Mt 17,22-27 |
Jesús,
al tomar la naturaleza humana toma también la hora de su muerte. Una muerte,
eso sí, provocada y adelantada por los hombres que, rechazándolo como Hijo de
Dios, le condenan a morir crucificado en la cruz. Digamos que su hora está
señalada en la Cruz por amor y para redención de todos los hombres. Jesús nos libera
de nuestros pecados y rescata nuestra dignidad de hijos de Dios. Y, llegado ese
momento, Jesús prepara y descubre a sus apóstoles lo que pronto le va a
suceder. Les habla de su muerte, pero, también de su Resurrección.
En
el Evangelio de hoy se dice: (Mt 17,22-27): En
aquel tiempo, yendo un día juntos por Galilea, Jesús dijo a sus discípulos: «El
Hijo del hombre va a ser entregado en manos de los hombres; le matarán, y al
tercer día…
No es lo mismo afrontar esa hora de la muerte
como algo triste y resignado a terminar nuestra historia, que, vivirla con la
esperanza de ser un paso de este mundo al otro para continuar una vida plena y
eterna. La diferencia es abismal e inimaginable. Jesús quiere que no ignoremos
su muerte, pero también comunicarnos y hacernos partícipes de su Resurrección.

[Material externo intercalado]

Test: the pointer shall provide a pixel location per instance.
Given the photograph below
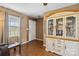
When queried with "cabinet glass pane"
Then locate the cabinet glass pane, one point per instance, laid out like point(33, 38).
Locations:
point(50, 27)
point(70, 26)
point(59, 27)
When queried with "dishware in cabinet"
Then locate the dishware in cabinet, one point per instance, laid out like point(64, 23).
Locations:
point(71, 48)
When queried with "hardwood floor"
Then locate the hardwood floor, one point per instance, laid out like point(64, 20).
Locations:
point(34, 48)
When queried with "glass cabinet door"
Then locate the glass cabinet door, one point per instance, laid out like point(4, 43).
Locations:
point(50, 27)
point(59, 27)
point(70, 26)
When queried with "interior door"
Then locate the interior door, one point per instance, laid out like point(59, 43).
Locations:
point(32, 30)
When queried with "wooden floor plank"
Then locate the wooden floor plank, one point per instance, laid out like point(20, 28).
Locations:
point(34, 48)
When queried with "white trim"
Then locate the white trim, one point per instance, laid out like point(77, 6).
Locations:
point(24, 42)
point(39, 39)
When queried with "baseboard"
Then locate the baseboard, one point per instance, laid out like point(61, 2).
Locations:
point(24, 42)
point(39, 39)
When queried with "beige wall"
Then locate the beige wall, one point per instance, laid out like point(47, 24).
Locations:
point(3, 12)
point(39, 29)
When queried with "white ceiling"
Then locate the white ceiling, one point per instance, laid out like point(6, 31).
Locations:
point(34, 9)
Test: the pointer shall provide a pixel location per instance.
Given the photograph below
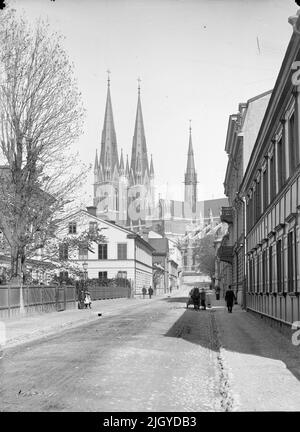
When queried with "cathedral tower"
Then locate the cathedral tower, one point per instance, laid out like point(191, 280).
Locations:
point(190, 180)
point(141, 177)
point(106, 169)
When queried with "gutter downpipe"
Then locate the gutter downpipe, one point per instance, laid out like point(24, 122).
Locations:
point(245, 255)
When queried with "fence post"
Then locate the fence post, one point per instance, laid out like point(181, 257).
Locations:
point(42, 297)
point(8, 299)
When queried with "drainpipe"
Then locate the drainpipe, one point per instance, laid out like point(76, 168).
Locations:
point(245, 254)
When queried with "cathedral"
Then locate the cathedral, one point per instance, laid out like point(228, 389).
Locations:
point(124, 192)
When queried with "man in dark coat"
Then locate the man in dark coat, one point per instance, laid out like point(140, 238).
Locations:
point(229, 298)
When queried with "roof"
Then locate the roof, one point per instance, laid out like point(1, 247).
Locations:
point(283, 86)
point(112, 224)
point(215, 206)
point(161, 246)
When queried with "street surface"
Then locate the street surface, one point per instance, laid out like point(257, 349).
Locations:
point(156, 356)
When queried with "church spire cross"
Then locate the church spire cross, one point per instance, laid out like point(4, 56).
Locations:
point(108, 77)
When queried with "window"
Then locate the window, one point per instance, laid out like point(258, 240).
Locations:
point(93, 227)
point(293, 150)
point(63, 252)
point(279, 265)
point(265, 192)
point(270, 269)
point(72, 227)
point(102, 275)
point(258, 200)
point(83, 252)
point(102, 251)
point(122, 250)
point(258, 274)
point(281, 163)
point(264, 270)
point(63, 276)
point(272, 177)
point(291, 261)
point(251, 275)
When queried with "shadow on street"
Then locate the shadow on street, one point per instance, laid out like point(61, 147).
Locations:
point(239, 332)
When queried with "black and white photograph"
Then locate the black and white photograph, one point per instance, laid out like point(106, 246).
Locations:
point(149, 209)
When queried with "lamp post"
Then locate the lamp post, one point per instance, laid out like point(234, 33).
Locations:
point(85, 266)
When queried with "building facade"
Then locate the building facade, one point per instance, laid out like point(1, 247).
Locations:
point(242, 132)
point(123, 253)
point(271, 186)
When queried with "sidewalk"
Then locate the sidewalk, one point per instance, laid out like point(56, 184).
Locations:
point(260, 364)
point(28, 328)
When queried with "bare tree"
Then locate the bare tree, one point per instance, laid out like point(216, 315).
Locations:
point(40, 117)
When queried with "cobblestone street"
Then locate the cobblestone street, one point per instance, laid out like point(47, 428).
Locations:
point(156, 356)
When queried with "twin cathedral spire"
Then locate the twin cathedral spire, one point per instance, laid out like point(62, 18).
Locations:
point(119, 185)
point(112, 177)
point(108, 167)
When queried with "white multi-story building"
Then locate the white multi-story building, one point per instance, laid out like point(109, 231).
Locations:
point(123, 253)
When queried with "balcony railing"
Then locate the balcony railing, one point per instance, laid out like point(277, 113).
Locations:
point(227, 215)
point(225, 253)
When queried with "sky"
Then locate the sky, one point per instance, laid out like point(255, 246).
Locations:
point(197, 60)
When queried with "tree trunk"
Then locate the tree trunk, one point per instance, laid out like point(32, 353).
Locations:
point(16, 272)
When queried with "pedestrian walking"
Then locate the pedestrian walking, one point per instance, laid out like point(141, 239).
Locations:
point(196, 298)
point(81, 297)
point(230, 299)
point(203, 298)
point(87, 300)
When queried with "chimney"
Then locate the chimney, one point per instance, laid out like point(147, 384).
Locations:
point(92, 210)
point(145, 234)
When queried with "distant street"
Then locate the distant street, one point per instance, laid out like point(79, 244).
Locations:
point(157, 356)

Porque, los que creemos en Él resucitaremos en Él. Desde ese momento, la muerte
no supone el final sino el principio de una nueva vida.

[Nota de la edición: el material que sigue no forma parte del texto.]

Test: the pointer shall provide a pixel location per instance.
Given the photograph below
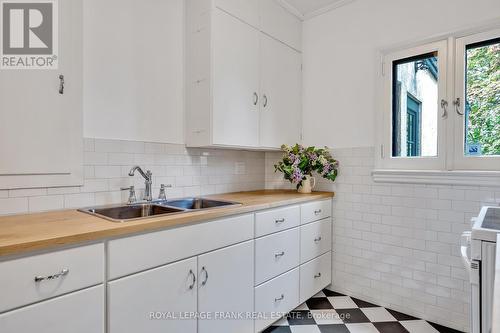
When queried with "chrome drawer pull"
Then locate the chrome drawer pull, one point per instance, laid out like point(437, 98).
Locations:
point(194, 279)
point(204, 282)
point(62, 273)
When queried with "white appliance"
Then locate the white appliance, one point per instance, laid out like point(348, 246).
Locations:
point(478, 253)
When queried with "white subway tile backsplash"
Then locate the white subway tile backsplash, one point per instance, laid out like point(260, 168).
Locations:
point(13, 206)
point(45, 203)
point(406, 235)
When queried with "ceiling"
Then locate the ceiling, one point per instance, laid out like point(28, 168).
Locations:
point(310, 8)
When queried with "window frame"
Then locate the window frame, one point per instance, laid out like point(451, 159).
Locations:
point(386, 160)
point(460, 161)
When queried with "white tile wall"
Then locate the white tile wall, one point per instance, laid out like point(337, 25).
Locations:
point(398, 245)
point(107, 163)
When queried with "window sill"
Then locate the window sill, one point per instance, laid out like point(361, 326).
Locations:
point(436, 177)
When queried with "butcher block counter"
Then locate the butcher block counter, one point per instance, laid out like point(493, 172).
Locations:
point(33, 232)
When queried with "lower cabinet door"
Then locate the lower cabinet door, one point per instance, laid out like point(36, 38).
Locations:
point(276, 297)
point(226, 289)
point(315, 275)
point(78, 312)
point(157, 300)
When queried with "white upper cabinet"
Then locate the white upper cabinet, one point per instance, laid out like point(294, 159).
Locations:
point(243, 83)
point(41, 129)
point(281, 87)
point(235, 82)
point(245, 10)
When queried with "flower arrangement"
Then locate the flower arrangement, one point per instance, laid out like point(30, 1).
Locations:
point(299, 162)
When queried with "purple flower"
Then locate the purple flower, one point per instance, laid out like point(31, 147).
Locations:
point(297, 175)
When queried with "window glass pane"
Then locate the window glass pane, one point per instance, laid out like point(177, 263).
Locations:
point(415, 106)
point(482, 107)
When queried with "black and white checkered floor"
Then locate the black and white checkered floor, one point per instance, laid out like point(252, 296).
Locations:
point(331, 312)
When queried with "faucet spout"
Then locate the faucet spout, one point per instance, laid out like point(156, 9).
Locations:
point(148, 181)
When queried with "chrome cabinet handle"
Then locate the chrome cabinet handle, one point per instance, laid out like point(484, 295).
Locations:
point(281, 254)
point(456, 102)
point(194, 279)
point(61, 84)
point(62, 273)
point(444, 106)
point(204, 282)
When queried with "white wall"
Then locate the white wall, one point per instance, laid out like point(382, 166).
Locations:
point(341, 63)
point(133, 70)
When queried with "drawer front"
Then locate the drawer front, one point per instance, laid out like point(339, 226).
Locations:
point(276, 254)
point(315, 275)
point(136, 253)
point(276, 220)
point(56, 272)
point(281, 294)
point(315, 211)
point(315, 239)
point(78, 312)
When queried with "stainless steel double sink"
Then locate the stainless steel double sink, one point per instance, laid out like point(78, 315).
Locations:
point(132, 212)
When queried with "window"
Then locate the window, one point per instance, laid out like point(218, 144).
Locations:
point(441, 109)
point(477, 102)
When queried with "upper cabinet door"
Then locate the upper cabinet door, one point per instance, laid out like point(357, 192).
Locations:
point(235, 110)
point(276, 21)
point(281, 102)
point(40, 128)
point(170, 288)
point(245, 10)
point(226, 285)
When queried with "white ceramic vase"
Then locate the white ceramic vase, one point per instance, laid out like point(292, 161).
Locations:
point(307, 185)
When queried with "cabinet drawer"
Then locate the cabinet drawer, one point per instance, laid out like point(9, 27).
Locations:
point(281, 294)
point(276, 220)
point(78, 312)
point(315, 275)
point(82, 267)
point(136, 253)
point(317, 210)
point(276, 254)
point(315, 239)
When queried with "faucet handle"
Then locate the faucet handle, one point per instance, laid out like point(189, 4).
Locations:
point(131, 197)
point(162, 195)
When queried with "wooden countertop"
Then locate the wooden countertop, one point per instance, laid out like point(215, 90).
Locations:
point(31, 232)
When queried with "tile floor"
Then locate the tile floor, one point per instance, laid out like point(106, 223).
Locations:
point(331, 312)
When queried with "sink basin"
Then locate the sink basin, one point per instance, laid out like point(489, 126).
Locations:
point(199, 203)
point(131, 212)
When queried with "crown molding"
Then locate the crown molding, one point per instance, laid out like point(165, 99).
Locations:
point(292, 9)
point(326, 9)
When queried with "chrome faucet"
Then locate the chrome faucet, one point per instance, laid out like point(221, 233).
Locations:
point(148, 176)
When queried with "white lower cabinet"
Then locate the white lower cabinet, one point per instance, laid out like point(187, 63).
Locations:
point(225, 289)
point(275, 297)
point(153, 300)
point(315, 275)
point(78, 312)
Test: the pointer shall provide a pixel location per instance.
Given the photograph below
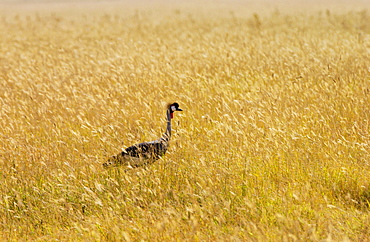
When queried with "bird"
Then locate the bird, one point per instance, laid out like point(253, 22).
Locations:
point(147, 152)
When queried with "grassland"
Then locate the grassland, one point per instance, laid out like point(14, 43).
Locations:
point(273, 143)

—¿Piensas, Pedro, —preguntó Manuel— que está
vida termina con la muerte?
—Seguro que no —respondió Pedro. Dios, nuestro
Padre, no nos ha creado para un rato, sería una decepción, nos ha creado para
la eternidad.
—Igual pienso yo, —dijo Manuel. Tenemos y
experimentaos esa chispa de eternidad en lo más profundo de nuestro corazón.
Todos aspiramos a ser eternos y felices y, este tiempo terrenal – la vida de este mundo – es el espacio y tiempo donde tendremos que ganarnos esa felicidad. Porque la eternidad será segura, para bien o para mal. Todo dependerá del amor que estemos dispuestos a dar en este mundo.